5. "Fallout 4" (Bethesda Game Studios) "Fallout" is officially a phenomenon. I've spotted three people wearing "Fallout" shirts in the past month. even reported a significant dip in traffic the day the game released. Locally made at Bethesda Softworks, this post-apocalyptic open world has you trudging around Boston with mini-nukes and laser pistols that turn road agents to fizzling piles of dander. The learning curve for crafting and creating custom towns is high, but a quick YouTube search can easily solve that. The "ending" I got wasn't very satisfying, but that damn "Fallout" never ends. Downloadable content is on the way. Remember, as the game's mantra repeats, "War Never Changes" and neither do our gaming habits.

6. "Child of Light" (UbiSoft) This came out last year, but I just got around to playing it. Watercolor graphics, a lovely score, and charming characters make this odd fairy tale one to remember. You're a princess looking for her lost father, twisting the stereotype just enough to refresh it. "Child of Light" is another turn-based role-playing game, but it's whimsically written in loose iambic pentameter. Combat is familiar, but with a simple hook—an "initiative meter" clocks your next turn. Attack carefully because a poor choice could knock you back and turn the fight in your enemy's favor. I love this game despite my aversion to whimsy, that's how stunning the graphics, characters, and environments are. If you're interested in strategy RPGs, start with this beautiful tale. It's also perfect for kids.
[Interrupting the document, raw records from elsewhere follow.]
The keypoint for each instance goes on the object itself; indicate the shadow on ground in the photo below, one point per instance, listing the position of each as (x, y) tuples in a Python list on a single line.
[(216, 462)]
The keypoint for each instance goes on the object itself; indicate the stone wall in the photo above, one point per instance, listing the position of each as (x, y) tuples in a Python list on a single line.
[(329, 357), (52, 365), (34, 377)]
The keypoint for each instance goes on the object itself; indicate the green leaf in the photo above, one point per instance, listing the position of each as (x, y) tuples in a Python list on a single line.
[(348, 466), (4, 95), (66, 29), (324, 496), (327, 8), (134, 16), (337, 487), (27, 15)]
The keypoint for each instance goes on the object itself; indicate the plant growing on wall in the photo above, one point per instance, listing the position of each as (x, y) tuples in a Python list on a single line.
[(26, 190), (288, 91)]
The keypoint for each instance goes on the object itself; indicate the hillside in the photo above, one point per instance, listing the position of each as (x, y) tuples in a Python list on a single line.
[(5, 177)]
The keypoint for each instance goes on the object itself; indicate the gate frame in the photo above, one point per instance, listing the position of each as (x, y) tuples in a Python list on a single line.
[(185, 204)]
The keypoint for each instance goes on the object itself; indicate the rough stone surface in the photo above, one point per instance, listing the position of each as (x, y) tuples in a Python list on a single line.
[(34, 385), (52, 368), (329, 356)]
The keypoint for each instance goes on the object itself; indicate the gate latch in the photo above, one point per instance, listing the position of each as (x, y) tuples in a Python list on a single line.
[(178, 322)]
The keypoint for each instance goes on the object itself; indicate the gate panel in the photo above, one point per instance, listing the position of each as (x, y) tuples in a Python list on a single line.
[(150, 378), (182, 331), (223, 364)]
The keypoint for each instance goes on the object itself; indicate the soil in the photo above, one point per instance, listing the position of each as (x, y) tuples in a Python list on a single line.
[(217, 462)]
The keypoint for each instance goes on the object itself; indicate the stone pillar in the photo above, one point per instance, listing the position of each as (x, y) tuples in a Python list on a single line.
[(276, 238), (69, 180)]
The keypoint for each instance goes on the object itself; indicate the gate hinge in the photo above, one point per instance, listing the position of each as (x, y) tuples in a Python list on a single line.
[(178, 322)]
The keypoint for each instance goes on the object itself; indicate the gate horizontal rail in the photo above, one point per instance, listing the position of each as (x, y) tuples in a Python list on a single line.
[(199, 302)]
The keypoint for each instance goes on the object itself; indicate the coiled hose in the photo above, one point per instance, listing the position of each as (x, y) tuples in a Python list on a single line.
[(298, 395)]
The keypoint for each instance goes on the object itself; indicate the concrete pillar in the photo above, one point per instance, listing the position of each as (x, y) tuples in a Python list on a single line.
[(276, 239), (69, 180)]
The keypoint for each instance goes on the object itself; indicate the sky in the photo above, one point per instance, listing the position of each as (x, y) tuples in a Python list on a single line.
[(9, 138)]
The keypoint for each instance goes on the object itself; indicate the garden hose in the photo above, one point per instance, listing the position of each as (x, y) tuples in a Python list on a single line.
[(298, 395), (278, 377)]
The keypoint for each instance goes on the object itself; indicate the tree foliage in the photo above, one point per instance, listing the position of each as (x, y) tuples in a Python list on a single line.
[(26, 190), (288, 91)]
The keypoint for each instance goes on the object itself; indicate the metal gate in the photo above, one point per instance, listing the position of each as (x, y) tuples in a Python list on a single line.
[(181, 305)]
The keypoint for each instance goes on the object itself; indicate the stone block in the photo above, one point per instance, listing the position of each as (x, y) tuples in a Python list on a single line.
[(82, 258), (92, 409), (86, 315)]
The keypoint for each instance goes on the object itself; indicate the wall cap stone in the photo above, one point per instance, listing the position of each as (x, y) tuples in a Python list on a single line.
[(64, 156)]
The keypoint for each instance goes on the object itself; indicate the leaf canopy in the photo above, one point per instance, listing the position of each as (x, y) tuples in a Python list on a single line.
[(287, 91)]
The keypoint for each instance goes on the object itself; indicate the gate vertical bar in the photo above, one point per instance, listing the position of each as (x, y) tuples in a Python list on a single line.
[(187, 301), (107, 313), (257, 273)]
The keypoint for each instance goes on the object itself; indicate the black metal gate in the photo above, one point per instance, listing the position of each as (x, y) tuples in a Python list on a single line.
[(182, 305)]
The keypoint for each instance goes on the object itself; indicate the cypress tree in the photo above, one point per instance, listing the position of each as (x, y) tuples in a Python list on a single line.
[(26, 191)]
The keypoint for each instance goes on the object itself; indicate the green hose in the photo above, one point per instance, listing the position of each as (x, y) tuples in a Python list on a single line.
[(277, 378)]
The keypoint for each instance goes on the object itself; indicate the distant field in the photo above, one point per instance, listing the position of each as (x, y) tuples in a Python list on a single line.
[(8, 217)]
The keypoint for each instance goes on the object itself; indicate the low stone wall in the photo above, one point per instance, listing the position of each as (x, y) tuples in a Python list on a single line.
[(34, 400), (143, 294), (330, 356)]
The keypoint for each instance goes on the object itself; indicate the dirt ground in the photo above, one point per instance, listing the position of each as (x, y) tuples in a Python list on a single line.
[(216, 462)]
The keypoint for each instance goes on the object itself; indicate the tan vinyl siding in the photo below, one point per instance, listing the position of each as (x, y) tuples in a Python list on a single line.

7. "Phoenix" (Amstar Electronics) I threw in this 1980 classic because it's credited as having the first "boss fight" in all of arcade video games. A friend and I discovered it this year. Now you can play it at Atomic Books and try to kill the stage-five boss, which is kind of a pain in the ass. Cred to local author Michael Kimball for killing two bosses in one play.

8. "BloodBorne" (FromSoftware) This is the game that made me buy a PlayStation 4, dammit. It's a tough, esoteric third-person hacker amid gothic architecture. Sometimes I hate this game. You can die in a split second and ruin hours of progress. And there's no map. But Japanese director Hidetaka Miyazaki's vision is so macabre and weird that I can't look away. If you have the stomach for a downright brutal knee-jerker, play this haunting, blood-soaked night terror.

9. "Rise of the Tomb Raider" (Crystal Dynamix) Years ago, if you told me I'd be gushing over a Lara Croft game in 2015, I wouldn't have believed you. Newly revived and notably less sexualized, the "Tomb Raider" series packs much-needed emotional depth to the origin story of our female protagonist. PTSD themes give Croft a humanism unseen in previous installments. This sequel delivers more of the same combat and grappling, but it's always thrilling. If you want an action-packed third-person adventure with a strong female lead, nonstop action, and breathtaking visuals, this is your franchise.

10. "Mad Max" (Avalanche Studios) Not even close to the best game of the year, but a hell of a lot of fun. It's exactly what you expect from a Mad Max game: barren landscapes, dark humor, sawed-off shotgunning through moving car windows, and some of the most heart-racing vehicle combat I've ever played. You can pick apart enemy cars with a grappling hook . . . 'nuff said. This is worth picking up at half-price if you want to experience a loose side story to the new classic film.

Justin Sirois is the author of "So Say the Waiters," "Falcons on the Floor," and "The Last Book of Baghdad." He lives in Baltimore and loves video games.